Parmi les amendements déposés, l’un vise à conférer aux maires les pouvoirs de police administrative spéciale dont dispose le préfet, pour les événements devant rassembler moins de 500 participants.

Une telle approche ne résout pourtant pas les difficultés que je viens d’évoquer, puisque les maires des petites communes rurales se verraient dans l’obligation de mettre en œuvre les dispositifs de préparation extrêmement lourds que prévoit la législation actuelle au-delà du seuil de 500 participants, ce qui excède leurs moyens, et ce pour tout rassemblement déclaré, y compris d’importance mineure, puisqu’aucun seuil n’est défini.

En outre, une telle mesure ferait cohabiter deux autorités de police administrative dotées des mêmes compétences, un organisateur pouvant solliciter l’une ou l’autre en fonction simplement de ses prévisions de participation, en deçà ou au-delà de 500 participants. Ce serait une situation inédite et peu souhaitable.

Par ailleurs, le texte que vous examinez vise à définir une charte d’organisation des rassemblements afin d’établir une base de dialogue entre pouvoirs publics et organisateurs.

Deux raisons me poussent à émettre certaines réserves sur ce point. D’abord, l’existence d’une telle charte relève non pas du pouvoir législatif, mais du pouvoir réglementaire. Ensuite, cette charte existe déjà : elle est prévue par l’article R. 211-8 du code de la sécurité intérieure et son contenu a été fixé dans un arrêté du 3 mai 2002.

Enfin, la dernière partie de ce texte crée un nouveau délit qui se substitue à la contravention de cinquième classe actuellement prévue en cas de non-respect des obligations de déclaration. Il serait puni d’une amende de 3 750 euros et de travaux d’intérêt général.

Si nous pourrions être favorables à la création d’un délit sanctionnant le non-respect d’une obligation de déclaration d’un grand rassemblement, afin de réprimer l’impossibilité faite aux autorités d’anticiper et de protéger, nous ne pouvons l’être quand il s’agit de sanctionner le non-respect d’une obligation portant sur des rassemblements de faible envergure, ce à quoi le texte de la proposition de loi aboutit. De même, pour assurer une répression efficace, un délit doit être puni d’une peine d’emprisonnement conforme à notre ordonnancement juridique actuel, permettant dans tous les cas que soit prononcée une peine de travail d’intérêt général, aux termes de l’article 131-8 du code pénal.

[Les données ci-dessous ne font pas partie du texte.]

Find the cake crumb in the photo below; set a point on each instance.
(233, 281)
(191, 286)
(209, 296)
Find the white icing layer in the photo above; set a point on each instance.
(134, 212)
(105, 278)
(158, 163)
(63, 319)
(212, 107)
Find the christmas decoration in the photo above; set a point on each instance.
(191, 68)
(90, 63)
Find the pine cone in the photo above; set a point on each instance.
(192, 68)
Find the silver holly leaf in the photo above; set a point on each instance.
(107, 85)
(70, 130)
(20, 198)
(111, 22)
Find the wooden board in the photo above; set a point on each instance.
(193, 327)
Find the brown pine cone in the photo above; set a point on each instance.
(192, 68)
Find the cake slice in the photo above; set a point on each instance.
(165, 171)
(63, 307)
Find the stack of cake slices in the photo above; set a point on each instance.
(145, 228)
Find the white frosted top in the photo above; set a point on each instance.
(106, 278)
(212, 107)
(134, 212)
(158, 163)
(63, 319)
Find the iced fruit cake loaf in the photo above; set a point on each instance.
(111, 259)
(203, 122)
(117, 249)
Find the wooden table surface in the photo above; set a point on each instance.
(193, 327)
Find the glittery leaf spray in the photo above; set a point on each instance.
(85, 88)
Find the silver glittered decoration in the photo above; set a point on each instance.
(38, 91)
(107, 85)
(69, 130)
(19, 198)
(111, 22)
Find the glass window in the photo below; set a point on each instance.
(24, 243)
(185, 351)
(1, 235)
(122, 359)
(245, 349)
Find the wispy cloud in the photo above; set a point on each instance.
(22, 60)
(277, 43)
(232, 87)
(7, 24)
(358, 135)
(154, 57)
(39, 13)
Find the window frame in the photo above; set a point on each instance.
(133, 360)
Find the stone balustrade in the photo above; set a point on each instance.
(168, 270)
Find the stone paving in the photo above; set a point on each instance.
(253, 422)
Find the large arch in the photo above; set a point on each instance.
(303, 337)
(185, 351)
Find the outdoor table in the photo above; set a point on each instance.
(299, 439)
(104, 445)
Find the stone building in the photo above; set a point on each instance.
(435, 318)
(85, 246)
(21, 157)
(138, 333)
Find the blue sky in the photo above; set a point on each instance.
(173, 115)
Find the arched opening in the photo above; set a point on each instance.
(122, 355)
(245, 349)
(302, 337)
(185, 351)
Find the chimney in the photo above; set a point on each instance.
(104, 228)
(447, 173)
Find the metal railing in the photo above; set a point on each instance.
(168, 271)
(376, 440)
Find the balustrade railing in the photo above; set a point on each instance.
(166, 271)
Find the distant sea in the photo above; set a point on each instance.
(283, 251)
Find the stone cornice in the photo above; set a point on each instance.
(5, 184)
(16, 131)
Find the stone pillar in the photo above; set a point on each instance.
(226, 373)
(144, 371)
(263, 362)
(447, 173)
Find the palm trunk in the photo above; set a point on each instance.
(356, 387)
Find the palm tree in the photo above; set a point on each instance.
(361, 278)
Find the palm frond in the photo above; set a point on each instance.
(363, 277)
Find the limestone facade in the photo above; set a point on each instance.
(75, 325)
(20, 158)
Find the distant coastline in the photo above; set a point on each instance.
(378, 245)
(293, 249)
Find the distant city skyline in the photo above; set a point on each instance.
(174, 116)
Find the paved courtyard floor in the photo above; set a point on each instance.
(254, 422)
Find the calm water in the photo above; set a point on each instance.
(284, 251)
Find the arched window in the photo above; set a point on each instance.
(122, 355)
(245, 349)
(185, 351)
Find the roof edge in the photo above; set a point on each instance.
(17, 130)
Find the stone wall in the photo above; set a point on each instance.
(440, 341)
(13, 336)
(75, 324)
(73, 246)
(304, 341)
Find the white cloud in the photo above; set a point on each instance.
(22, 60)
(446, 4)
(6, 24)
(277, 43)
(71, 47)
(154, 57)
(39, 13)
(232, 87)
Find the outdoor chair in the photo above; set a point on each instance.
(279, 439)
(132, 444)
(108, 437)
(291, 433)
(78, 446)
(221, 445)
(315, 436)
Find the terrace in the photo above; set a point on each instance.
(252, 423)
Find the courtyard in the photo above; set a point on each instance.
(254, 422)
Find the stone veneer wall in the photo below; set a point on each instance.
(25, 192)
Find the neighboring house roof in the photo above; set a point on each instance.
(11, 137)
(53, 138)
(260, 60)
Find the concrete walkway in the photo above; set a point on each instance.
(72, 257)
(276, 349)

Mesdames, messieurs les sénateurs, vous l’aurez compris, si le Gouvernement partage sans ambiguïté les objectifs sous-tendant cette proposition de loi, ainsi que la volonté de Pascale Bories et de Henry Leroy de donner plus de pouvoirs aux maires, le texte examiné aujourd’hui nous oblige aux plus grandes réserves.

En effet, il est à craindre que ce texte, sans permettre d’obtenir les résultats désirés, engendre des effets pervers non négligeables pour les communes et s’avère finalement contre-productif. C’est pourquoi il est difficile pour le Gouvernement de soutenir en l’état cette proposition de loi.